El índice de casos de cáncer en las comunidades afectadas por la actividad petrolera es 30 veces mayor que en cualquier otro lugar del país. Otros equipos médicos han documentado altas tasas de defectos congénitos, abortos, enfermedades de la piel y daños al sistema nervioso. Dos grupos nómadas que habitaban la región, los tetetes y los sansahuari, han desaparecido. Lo que Texaco hizo podría calificarse penalmente como homicidio por negligencia.
Ahora, los grupos indígenas que quedan en el Oriente ecuatoriano -los cofán, siona, secoya, kichwa, y huaorani- han tomado en sus manos la lucha contra Chevron. Organizados a través del grupo de base Frente de Defensa de la Amazonia, están exigiendo, mediante una demanda colectiva sin precedentes, que Chevron arregle el daño que causó.
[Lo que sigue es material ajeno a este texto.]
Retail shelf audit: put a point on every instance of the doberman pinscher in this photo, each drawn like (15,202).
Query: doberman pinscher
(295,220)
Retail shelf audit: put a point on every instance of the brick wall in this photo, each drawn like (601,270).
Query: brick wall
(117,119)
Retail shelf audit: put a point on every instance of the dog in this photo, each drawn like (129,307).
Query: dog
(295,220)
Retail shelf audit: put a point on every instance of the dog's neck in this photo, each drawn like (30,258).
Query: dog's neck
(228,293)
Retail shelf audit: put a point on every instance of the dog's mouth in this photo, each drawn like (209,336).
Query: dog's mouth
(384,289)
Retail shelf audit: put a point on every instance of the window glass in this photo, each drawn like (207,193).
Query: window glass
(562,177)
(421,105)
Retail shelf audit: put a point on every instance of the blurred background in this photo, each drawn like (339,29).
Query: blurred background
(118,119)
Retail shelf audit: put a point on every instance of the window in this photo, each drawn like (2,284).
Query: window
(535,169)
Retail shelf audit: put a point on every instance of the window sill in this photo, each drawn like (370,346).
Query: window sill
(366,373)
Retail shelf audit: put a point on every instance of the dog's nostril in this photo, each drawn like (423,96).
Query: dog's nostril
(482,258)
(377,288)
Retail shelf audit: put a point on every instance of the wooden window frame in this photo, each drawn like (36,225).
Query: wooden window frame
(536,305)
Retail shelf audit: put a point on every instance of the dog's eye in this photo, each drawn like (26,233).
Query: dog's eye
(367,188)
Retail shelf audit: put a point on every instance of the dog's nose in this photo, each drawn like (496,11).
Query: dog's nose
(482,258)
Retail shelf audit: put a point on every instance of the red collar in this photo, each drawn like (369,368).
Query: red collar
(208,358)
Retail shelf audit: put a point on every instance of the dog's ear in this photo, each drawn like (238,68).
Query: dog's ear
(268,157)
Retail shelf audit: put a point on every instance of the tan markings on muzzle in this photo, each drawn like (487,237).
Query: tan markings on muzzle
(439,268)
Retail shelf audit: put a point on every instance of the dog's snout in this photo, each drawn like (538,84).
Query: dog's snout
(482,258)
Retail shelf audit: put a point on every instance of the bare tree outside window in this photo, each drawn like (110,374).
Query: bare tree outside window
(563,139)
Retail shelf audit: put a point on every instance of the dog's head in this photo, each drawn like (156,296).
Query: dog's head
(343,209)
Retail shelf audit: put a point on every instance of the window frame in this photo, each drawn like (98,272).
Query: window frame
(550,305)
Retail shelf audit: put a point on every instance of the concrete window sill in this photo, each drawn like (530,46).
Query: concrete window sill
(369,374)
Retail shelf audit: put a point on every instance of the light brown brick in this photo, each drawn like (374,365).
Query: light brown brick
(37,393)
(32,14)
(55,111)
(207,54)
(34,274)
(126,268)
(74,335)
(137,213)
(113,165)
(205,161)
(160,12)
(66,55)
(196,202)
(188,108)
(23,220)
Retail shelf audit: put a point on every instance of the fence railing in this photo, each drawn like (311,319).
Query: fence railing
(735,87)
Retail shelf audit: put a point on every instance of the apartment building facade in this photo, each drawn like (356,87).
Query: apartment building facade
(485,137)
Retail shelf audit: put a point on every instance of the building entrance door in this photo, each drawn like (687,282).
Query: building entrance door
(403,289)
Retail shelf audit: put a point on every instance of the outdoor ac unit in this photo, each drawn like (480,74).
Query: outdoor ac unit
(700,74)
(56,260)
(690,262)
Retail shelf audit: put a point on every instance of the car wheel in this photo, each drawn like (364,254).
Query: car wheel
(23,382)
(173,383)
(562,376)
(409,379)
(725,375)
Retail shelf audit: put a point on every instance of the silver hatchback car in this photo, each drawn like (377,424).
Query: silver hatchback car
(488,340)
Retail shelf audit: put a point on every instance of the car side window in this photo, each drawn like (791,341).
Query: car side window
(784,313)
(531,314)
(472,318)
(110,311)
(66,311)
Como estadounidense, estoy horrorizada de que una corporación de nuestro país pueda tratar a personas inocentes con tal desprecio. Nosotros, consumidores, funcionarios elegidos, periodistas, activistas, y ciudadanos, debemos hacer que Chevron asuma la responsabilidad por sus acciones, y ver que se haga justicia.
Aquí en el Oriente, 45 años después de que Texaco taladró por primera vez el suelo y 16 años después de que los ecuatorianos empezaron su lucha por la justicia, las huellas del paraíso todavía son visibles. No debemos permitir que desaparezcan.